Thursday, September 28, 2023

President Biden amid the union fight and Tesla’s push into the electric vehicle (EV) market

President Joe Biden finds himself in a difficult situation as auto workers declare a strike against Detroit’s three major automakers: Ford, General Motors and Stellantis. This puts Biden in a dilemma as he positions himself as a pro-union president while supporting the production of environmentally friendly electric vehicles (EVs). Meanwhile, Tesla boss Elon Musk, who is not friends with the president, is ready to take advantage of Detroit’s difficulties and expand his market share.

Biden has largely overlooked Tesla’s dominance in the electric vehicle market due to its status as a non-union company and Musk’s opposition to unions. He has ignored Tesla and Musk at multiple meetings and events, leading to tense standoffs between the billionaire CEO and the White House. However, as Tesla’s market share continues to grow, Biden can no longer ignore its presence.

Recently, the president’s senior advisers hosted Musk at the White House to discuss electric vehicle initiatives. Tesla then announced that it would open its charging stations to non-Tesla vehicle owners with the support of federal funds. While other automakers have announced plans to build charging stations, the current network is often unreliable or poorly located. As a result, Ford, GM and other companies have signed a deal with Tesla to use its broader network of chargers, effectively giving themselves over to the company.
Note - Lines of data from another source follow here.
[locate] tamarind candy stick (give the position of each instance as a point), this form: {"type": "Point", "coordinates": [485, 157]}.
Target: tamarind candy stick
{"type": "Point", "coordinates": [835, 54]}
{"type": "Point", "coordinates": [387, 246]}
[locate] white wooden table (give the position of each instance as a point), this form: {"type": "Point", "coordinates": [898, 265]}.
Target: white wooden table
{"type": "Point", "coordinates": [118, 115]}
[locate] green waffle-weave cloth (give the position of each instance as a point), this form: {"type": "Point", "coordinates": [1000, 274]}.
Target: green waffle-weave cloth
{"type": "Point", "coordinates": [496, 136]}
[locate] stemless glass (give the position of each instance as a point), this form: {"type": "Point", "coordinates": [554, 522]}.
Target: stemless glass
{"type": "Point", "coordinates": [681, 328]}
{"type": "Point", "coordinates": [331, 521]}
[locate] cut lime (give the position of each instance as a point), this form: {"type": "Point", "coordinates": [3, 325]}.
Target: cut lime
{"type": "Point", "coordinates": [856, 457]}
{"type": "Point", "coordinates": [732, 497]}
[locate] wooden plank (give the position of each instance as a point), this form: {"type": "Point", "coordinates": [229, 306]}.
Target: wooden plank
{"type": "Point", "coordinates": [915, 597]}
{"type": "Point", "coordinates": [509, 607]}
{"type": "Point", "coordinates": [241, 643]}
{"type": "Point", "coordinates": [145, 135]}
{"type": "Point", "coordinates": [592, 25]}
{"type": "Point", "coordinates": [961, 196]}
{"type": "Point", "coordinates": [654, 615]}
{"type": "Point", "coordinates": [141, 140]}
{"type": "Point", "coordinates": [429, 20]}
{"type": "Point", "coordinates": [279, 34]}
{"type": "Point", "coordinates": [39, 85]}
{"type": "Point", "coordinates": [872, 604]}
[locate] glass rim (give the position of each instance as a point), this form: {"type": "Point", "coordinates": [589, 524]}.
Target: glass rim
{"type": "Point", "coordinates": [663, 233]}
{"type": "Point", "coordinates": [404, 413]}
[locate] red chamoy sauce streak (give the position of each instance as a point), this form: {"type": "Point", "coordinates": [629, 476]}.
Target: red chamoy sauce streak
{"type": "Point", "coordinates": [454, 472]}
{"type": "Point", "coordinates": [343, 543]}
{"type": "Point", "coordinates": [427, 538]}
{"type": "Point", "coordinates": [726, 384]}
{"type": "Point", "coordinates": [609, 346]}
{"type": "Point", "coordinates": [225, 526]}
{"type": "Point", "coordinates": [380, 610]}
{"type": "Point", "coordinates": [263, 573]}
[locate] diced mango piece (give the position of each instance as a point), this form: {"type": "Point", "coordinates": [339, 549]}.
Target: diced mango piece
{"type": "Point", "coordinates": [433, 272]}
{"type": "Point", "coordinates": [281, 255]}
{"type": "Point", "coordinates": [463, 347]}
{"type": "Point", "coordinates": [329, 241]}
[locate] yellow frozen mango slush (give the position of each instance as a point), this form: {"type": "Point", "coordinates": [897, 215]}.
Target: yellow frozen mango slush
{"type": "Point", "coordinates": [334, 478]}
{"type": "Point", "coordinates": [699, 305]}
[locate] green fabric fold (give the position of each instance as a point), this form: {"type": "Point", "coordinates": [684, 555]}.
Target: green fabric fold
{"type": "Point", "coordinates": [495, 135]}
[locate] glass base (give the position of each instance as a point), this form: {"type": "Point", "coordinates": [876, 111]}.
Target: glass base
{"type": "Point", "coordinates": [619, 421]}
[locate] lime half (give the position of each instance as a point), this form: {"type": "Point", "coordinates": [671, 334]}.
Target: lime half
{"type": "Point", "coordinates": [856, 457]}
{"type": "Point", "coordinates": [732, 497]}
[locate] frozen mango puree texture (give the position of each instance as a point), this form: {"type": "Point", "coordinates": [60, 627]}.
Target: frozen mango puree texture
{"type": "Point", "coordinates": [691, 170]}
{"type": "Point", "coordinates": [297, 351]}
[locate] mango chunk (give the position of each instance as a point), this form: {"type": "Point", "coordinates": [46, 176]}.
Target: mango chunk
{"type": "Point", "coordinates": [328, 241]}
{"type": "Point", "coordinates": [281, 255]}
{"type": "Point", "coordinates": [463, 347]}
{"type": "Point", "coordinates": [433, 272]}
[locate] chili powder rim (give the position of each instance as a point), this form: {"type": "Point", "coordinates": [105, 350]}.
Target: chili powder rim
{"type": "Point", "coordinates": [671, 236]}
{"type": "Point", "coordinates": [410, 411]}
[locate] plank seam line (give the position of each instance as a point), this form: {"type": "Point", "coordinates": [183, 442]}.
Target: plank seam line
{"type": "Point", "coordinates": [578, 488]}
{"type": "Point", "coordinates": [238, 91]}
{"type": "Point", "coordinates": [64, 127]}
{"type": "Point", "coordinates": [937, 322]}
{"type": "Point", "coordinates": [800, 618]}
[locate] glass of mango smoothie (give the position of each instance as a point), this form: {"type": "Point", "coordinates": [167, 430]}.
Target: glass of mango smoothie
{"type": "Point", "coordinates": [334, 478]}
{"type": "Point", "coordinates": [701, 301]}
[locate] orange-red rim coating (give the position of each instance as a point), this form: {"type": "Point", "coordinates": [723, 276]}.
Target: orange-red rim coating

Analysts at Wedbush Securities believe Tesla is the clear winner in this situation. As a non-union company, it is not at risk of strikes, unlike its competitors in Detroit. Additionally, depending on the outcome of the strikes, Tesla will benefit from the rising costs and complexity facing Detroit’s Big Three. The UAW’s demands for a significant wage increase could make it even harder for Detroit’s Big Three to compete on price.

While Ford argues that these lawsuits would double its labor costs, UAW President Shawn Fain claims that labor costs are only 5% of the cost of a vehicle. He claims automakers can double wages without raising vehicle prices and still make significant profits.